Six fourth-graders jotted down notes as they debated the merits of “Echo,” a novel by Pam Munoz Ryan about three children mysteriously linked by a harmonica. Views were mixed.
“It was kind of weird how every story mentioned a harmonica,” said Aurora Thompson, who found it a bit confusing. “They all connected together.”
Caity Draper was more enthusiastic. “I liked how at the end of every story it kind of left you hanging, then at the end of the book it answered all the questions.”
So went the small-group discussions among 35 Northview fourth-graders, who gathered to decide which of a dozen nominated books was worthy of a Mock Newbery Award – their version of the Newbery Medal given annually to the most distinguished contribution to children’s literature.
The students’ award went to “The Honest Truth” by Dan Gemeinhart, about a seriously ill boy who runs away to climb a mountain. Its backers included Kaden Hinds, who called the chance to choose it “awesome.”
The actual Newbery Medal winner, “Last Stop on Market Street,” was announced three days after the Northview students, meeting the same day as the Newbery committee in Boston, picked theirs in a three-hour session at the Northview Administration Building.
Students from East, West and North Oakview Elementary Schools read many of the same books as their adult counterparts, consuming some 270 books among them since October.
The payoff was not just a ton of good reading and a pizza lunch with literary-themed treats.
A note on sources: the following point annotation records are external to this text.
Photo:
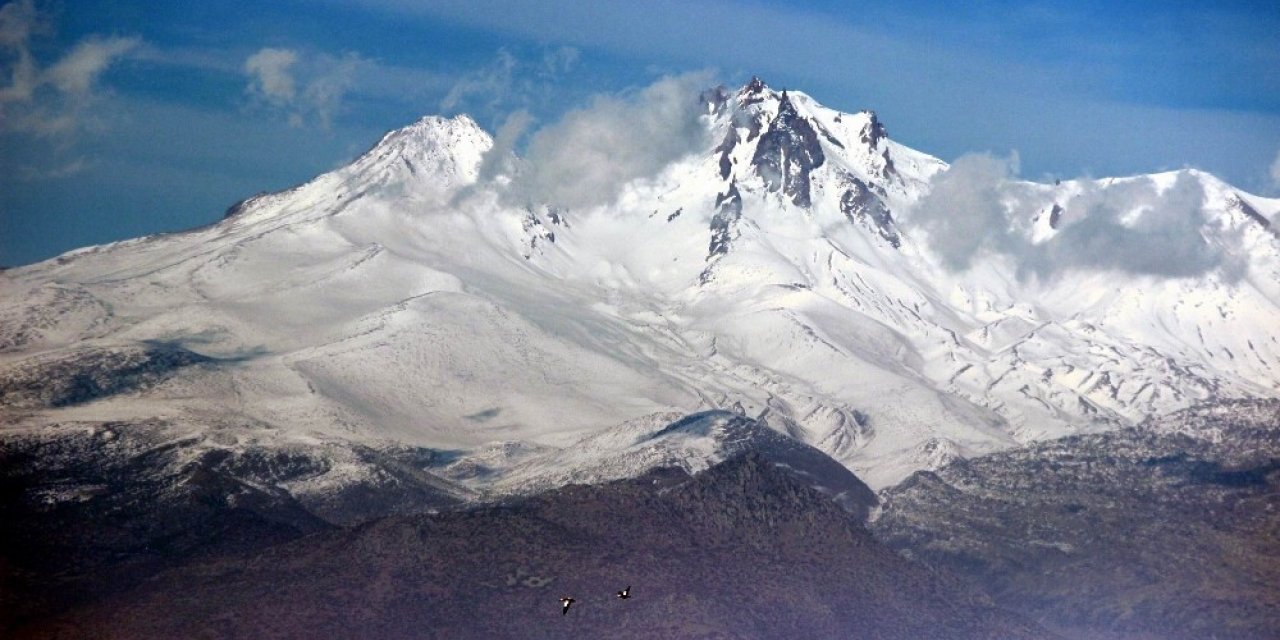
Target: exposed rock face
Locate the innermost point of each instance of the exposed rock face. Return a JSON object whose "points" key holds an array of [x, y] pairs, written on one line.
{"points": [[740, 551], [88, 510], [1166, 530], [787, 151], [728, 210], [862, 205]]}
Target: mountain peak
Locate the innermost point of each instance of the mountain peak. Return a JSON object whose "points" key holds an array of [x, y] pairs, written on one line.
{"points": [[754, 87]]}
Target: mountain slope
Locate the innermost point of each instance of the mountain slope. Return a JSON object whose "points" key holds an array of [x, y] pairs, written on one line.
{"points": [[740, 551], [408, 298], [1166, 530]]}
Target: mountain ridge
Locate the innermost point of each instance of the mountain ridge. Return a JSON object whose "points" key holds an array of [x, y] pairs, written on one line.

The students had Skype conversations with children’s authors Kelly Jones and Cassie Beasley, and with John Schumacher, a past committee member who helped choose the 2014 Newbery Medal winner.
Encouraging Critical Thinking
The competition was the brainchild of teacher librarians Kurt Stroh from East, Carrie Davies (North), and Katie Lawrence (West), who is on the election ballot as a potential judge of the 2018 Newbery Medal. The project offered book-loving students the chance to dig deeper and analyze more critically, Stroh said.
“It’s great to say ‘I love this book’ or ‘I think it should win,’” Stroh said. “But now the next step: Why? What do you see in this book that supports that?”
The librarians chose 12 books they thought had a good chance of winning the actual Newbery. Students had to read at least five to judge the winner, but most read eight to 12, Stroh said.
“It’s exciting to see them so excited about books,” Stroh said, as the students broke into a series of small groups to argue for their favored choices.
Indeed, students cheered when Schumacher named “Echo” and “The Year That Saved My Life” as two of his favorites among their books. And they listened attentively as Kelly Jones, author of their nominated book “Unusual Chickens for the Exceptional Poultry Farmer,” told of writing with humor about potentially sad subjects.
“I like to read funny books, but the books that are funny and are so good that I follow them all the way to the end of the story,” Jones said.
The Mock Newbery judges enthusiastically chatted about their best reads and staying up lateat night to finish them. Lydia Iverson admitted the discussions made her reconsider her initial choice, “Roller Girl.”
“It makes me want to read other books to see if I’d like those books better,” she added.